Key Functions

get_scores.py

gunc.get_scores.get_n_effective_surplus_clades(counts)[source]

Calculate Inverse Simpson Index.

Inverse Simpson Index of all clade labels distribution -1 (as 1 genome is expected)

Parameters

counts (pandas.Series) – Counts of taxons in a taxlevel.

Returns

Score describing the extent of chimerism, i.e. the effective number of surplus clades represented at a taxlevel.

Return type

float

gunc.get_scores.expected_entropy_estimate(probabilities, sample_count)[source]

Compute the expected entropy estimate sampling N elements underlying probabilities p

Parameters
  • probabilities (numpy.ndarray) – probabilities (p) (assumed to sum to 1.0)

  • sample_count (int) – number of samples (N)

Returns

expected entropy

Return type

entropy (float)

gunc.get_scores.calc_expected_conditional_entropy(contigs, taxons)[source]
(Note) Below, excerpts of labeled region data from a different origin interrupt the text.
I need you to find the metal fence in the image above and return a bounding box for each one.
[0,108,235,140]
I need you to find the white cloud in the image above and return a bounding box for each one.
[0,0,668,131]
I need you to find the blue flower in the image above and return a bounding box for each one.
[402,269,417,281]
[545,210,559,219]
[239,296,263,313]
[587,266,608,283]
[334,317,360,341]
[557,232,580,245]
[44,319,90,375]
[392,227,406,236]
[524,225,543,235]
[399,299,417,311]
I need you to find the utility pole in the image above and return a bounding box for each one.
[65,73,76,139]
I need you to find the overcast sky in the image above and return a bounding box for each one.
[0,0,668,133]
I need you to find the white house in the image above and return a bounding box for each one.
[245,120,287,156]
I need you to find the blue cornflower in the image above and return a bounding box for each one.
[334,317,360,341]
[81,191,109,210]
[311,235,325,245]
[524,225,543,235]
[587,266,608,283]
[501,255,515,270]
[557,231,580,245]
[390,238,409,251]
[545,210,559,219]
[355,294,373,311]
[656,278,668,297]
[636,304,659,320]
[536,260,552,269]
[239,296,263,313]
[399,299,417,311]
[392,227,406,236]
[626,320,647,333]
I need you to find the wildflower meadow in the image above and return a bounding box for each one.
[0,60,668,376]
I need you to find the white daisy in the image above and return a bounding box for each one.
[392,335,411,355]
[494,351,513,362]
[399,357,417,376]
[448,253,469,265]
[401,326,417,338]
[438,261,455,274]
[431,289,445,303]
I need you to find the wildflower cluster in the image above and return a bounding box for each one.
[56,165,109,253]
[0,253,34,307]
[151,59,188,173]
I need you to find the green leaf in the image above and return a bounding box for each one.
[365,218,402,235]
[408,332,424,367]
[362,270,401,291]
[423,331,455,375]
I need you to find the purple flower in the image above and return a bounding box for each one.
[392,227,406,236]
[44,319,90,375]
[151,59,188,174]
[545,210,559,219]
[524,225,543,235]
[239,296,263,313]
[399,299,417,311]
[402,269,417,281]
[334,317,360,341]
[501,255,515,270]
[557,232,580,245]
Compute the expected measured conditional entropy under the null hypothesis that there is no relationship between contig membership and taxonomy

When the bucket is large enough, the estimates are expected to be close enough to the global estimate that we will no longer compute the estimate via the more costly expected_entropy_estimate function

Parameters
Returns

expected measured conditional entropy

Return type

float

gunc.get_scores.get_abundant_lineages_cutoff(sensitive, genes_mapped)[source]

Determine cutoff for abundant lineages.

Removal of all genes coming from clades consisting of <2% of all mapped genes is intended to reduce noise introduced by genes mapping to a wide range of clades due to their poor representation in the reference. In sensitive mode that value is reduced to just 10 genes.

Parameters
  • sensitive (bool) – sets cutoff to 10 if true

  • genes_mapped (int) – total number of genes mapped by diamond to GUNC DB

Returns

cutoff used to determine an abundant lineage

Return type

float

gunc.get_scores.calc_contamination_portion(counts)[source]

Calculate contamination portion

Parameters

counts (pandas.Series) – Counts of taxons in a taxlevel.

Returns

portion of genes assigning to all clades except the one with most genes.

Return type

float

gunc.get_scores.calc_mean_hit_identity(identity_scores)[source]

Calculate mean hit identity score.

Calculates the mean identity with which genes in abundant lineages (>2%) hit genes in the reference.

Parameters

identity_scores (list) – list of identity scores

Returns

the mean of identity scores

Return type

float

gunc.get_scores.calc_conditional_entropy(contigs, taxons)[source]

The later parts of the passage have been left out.